Jack Ross Lee (July 11, 1938 – May 2, 2016) was an American professional football player who was a quarterback in the American Football League (AFL) for all ten of its seasons (1960–1969). He played college football for the Cincinnati Bearcats

==College career==
After playing football, baseball, and basketball at Ellet High School in Akron, Ohio, he played college football at the University of Cincinnati. In 1958–1959, Lee was the Bearcats' most valuable player (MVP) and an all-conference quarterback. In 1960, he was MVP of the Senior Bowl.

==Professional career==
In 1960, he was the first quarterback ever drafted by the American Football League's Houston Oilers, where he split time with George Blanda in the Oilers' 1960 and 1961 AFL Championship seasons. In 1961, Lee threw for 457 yards against the Boston Patriots, then an AFL record, and set another league record with a 98-yard touchdown to Willard Dewveall against the Chargers.
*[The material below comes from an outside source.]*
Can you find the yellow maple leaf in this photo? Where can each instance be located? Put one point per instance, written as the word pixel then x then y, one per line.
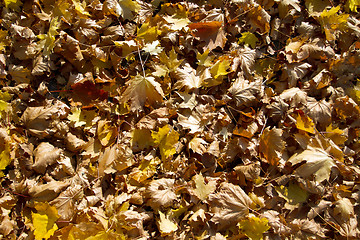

Lee and Blanda combined to throw 38 touchdowns for the Oilers in 1961. Lee played in every game for the Oilers from 1961 to 1963.

In 1964, he was the first and only player to ever be "lend-leased" to another team. He was loaned to the Denver Broncos and returned to the Oilers two years later. While in Denver, Lee threw for 370 yards in one half against the Oakland Raiders.

In 1967, Lee was traded to the Kansas City Chiefs after four games. He spent most of his last three years as the back-up to Len Dawson with the Chiefs. He was part of the 1969 AFL and World Championship (Super Bowl IV) winning team.

He was one of only twenty men who played in each of the ten years of the AFL's existence.

==After football==
Lee retired in 1970 after a shoulder injury. He went on to have a successful career in commercial real estate in Houston.

Lee died on May 2, 2016, due to complications from Alzheimer's disease.